Sullivan called the account “appalling” and said it “caused all of us to reexamine our responsibility to this community.” Besides the rape allegations, the Rolling Stone article described a seemingly unconcerned response from U-Va. administrators.
“We know, and have felt very powerfully this week, that we are better than we have been described, and that we have a responsibility to live our tradition of honor every day, and as importantly every night,” Sullivan wrote.
She also made her most forceful call to students and alumni to be cooperative in the police investigation: “There are individuals in our community who know what happened that night, and I am calling on them to come forward to the police to report the facts. Only you can shed light on the truth, and it is your responsibility to do so.”
Alex Pinkleton, a junior who said she is a close friend of the victim from the Rolling Stone article, said that students on campus have experienced a range of emotions in the aftermath of the story’s publication.
“There’s been disappointment to intense anger,” Pinkleton said. “Now it’s about how best to take that energy, take that anger towards fraternities and Phi Psi, and taking all of those emotions and turning it into a constructive conversation about sexual assault.”
Pinkleton said she survived a rape and an attempted rape during her first two years on campus. “The party culture on college campuses lends itself to sexual assaults,” she said.
In her statement, Sullivan encouraged the university community to participate in a review of the university’s sexual misconduct policy for students. “Providing candid feedback to this policy is a practical step that you can take to help,” she wrote, “and I hope that you will.”

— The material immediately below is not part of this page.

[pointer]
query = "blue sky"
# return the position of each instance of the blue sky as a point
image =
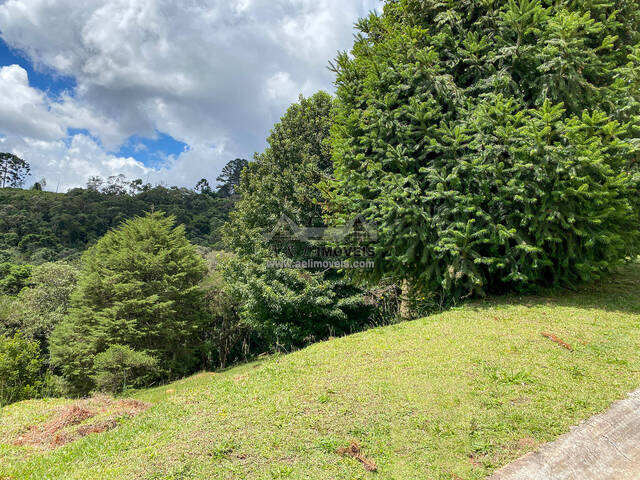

She also sent a particular message to senior undergraduates on the day of the last home football game — a traditional occasion for the “fourth-year fifth,” in which some seniors drink to particular excess before kickoff: “I hope that you will embrace your role as leaders and demonstrate a renewed sense of responsibility to our community, and a renewed commitment to make that community better. It starts today.”
Phi Kappa Psi, the fraternity implicated in the Rolling Stone article, suspended activities at its U-Va. chapter Thursday. The fraternity’s national leadership said that it would cooperate in the police investigation and that it had launched its own internal investigation into the allegations.
Mrinalini Chakravorty, an English professor, said that the Greek system at U-Va. has run amok for years, contributing to the challenge of addressing sexual assaults on campus.
“The Greek life here is entrenched; it’s been tradition,” Chakravorty said. “The question of how to reform it is a big one.”
One mother of a recent U-Va. graduate from Northern Virginia said that the article left her daughter in tears. The mother said that she could not finish reading the article because “it was too painful.”
She said she believes that not much has changed since she was a student there three decades ago. As a freshman in the fall of 1978, the woman said she was date-raped after a party.
“What is seared into my memory is that he was on top of me, and I was saying, ‘No! No! No!’ ” she said. “I never told anybody. I felt shame and embarrassment. I thought it was my fault because I had gotten myself into that situation.”
The woman said she never reported the rape because she felt vulnerable and alone. The Washington Post generally does not name victims of sexual assault.
The woman said that the university should take responsibility for crimes that occur on campus. “I want to ask them, ‘What if this were your daughter? Or your sister?’ ” she said. “I don’t call myself a victim. I call myself a survivor.”
Michelle Boorstein contributed to this report.